5 responses to “Sermon preached on 14 March 2010”

  1. David | Dah•veed Avatar
    David | Dah•veed

    It is always interesting to me to travel the world from the comfort of my home on Sundays and get a feel for how different of our honored clergy approach a shared topic as we have the same readings in our Anglican worship. (Not forgetting that other flavors of Christians are also using those same readings as well.)

    Father Tobias Haller has a much different angle to this story in the form of poetry on his blog; The Elder Son and the Father’s Repentance

    Regarding Bishop David as you current ordinary, is that a canonical device of SEC, it seems different from how it is handled in TEC and so here in Mexico. When there is no diocesan bishop the Diocesan Standing Committee is then the ecclesiastical authority in a diocese and they can choose to “hire” a bishop for episcopal functions in the interim period until a new diocesan is elected and enthroned. The hired gun is often a neighboring diocesan, a resident or neighboring suffragan or assistant or they may even pull someone from retirement for a short period.

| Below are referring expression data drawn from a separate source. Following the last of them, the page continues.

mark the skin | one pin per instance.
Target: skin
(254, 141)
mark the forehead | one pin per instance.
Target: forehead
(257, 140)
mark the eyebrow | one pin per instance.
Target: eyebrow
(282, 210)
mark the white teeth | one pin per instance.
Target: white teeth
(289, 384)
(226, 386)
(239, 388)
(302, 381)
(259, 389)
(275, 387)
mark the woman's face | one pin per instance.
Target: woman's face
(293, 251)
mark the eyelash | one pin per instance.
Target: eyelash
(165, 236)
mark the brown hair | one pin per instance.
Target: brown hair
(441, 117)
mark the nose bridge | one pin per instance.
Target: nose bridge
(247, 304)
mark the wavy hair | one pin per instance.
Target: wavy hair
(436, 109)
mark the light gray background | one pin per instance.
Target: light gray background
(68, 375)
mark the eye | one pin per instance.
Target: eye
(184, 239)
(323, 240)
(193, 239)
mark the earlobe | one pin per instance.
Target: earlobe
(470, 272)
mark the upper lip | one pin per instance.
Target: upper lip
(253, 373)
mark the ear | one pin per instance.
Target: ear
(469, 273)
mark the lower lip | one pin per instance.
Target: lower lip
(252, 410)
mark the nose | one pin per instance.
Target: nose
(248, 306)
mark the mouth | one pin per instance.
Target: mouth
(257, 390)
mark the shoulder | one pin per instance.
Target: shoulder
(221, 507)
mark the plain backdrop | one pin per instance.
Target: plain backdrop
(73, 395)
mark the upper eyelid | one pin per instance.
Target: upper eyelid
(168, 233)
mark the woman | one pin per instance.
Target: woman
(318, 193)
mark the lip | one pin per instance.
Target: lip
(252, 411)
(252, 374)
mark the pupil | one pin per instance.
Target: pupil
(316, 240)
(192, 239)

    I was happy, that as with you Father Kelvin, I had no trouble at all understanding +David’s accent! I see also that you have managed to repair that lean to your pulpit.

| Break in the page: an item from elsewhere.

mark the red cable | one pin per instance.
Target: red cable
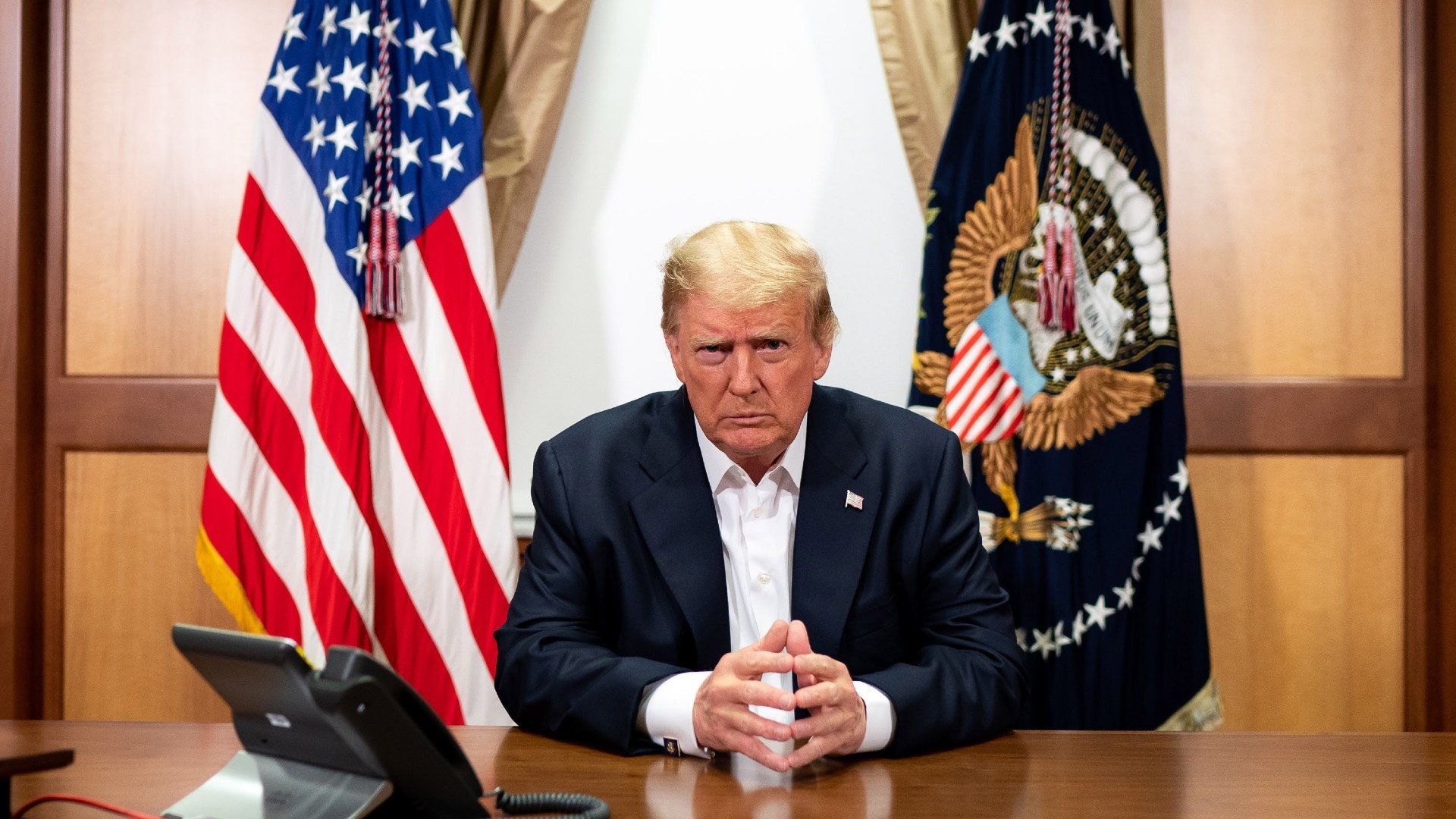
(82, 800)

    When +David defined prodigal as extravagant waste I was immediately reminded of the writings of one of my favorite bishops, the blessed +John Shelby Spong at whose feet I studies one summer at Vancouver School of Theology. He often states, “God, who is the Source of Love, calls us to love wastefully.” God’s love for us is in the measure of extravagant waste and God calls us to love one another just as wastefully. As did the father in the parable.

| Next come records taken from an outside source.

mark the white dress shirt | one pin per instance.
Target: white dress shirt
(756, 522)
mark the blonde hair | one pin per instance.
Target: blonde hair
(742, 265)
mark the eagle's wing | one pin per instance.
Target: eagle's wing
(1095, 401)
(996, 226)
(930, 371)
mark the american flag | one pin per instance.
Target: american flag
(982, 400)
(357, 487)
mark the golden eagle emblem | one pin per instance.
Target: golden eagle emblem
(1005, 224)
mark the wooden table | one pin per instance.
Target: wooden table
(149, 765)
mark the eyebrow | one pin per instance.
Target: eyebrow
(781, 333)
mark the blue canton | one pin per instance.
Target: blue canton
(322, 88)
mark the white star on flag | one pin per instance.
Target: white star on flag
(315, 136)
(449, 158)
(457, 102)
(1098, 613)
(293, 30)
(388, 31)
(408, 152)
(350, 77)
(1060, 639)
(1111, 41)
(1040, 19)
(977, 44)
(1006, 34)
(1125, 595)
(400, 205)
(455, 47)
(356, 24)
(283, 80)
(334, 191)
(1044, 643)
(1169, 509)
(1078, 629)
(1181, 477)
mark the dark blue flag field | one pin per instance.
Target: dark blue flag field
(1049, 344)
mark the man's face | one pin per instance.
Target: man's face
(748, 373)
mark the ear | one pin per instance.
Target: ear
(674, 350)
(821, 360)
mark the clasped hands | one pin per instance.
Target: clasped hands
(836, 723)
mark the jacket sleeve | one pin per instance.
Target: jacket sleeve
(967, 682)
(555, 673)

    I cannot recall who of the Master Painters, but I know of a painting of the return of this Prodigal Son where the haste with which the father rushed to greet his son is represented in the fact that he is out in the road hugging his son in his fine clothes, but he is wearing mismatched shoes. I have experienced just such love and concern from my own Papá as I have seen him responding to emergencies in the middle of the night in our wee village and glancing down to see that he is wearing one shoe and a bedroom slipper!

    Pardon my rambles today, this simple sermon sparked many thoughts.

    1. kelvin Avatar

      During an Episcopal Vacancy, it seems to be becoming common for someone to be appointed to be Bishops’ Commissary for the vacancy. This gives them delegated authority for administrative functions. The Ordinary, in such circumstances is usually the Primus though I think that the Priumus (or perhaps the Episcopal Synod) can nominate someone else to look after an Episcopal Vacancy.

  2. ryan Avatar

    Ooh, what’s a Priumus? (and yes, I googled – unsuccessfully – before asking!)

  3. David | Dah•veed Avatar
    David | Dah•veed

    A Priumus is a typo. Nothing more.

  4. ryan Avatar

    Thanks! I did (genuinely) wonder if it was something different (like a collegiate group who make primus-like decisions in an empty see?) because of the “Primus though I think that the primus” (as opposed to Primus/s/he phrasing). Feel a bit D’Oh now.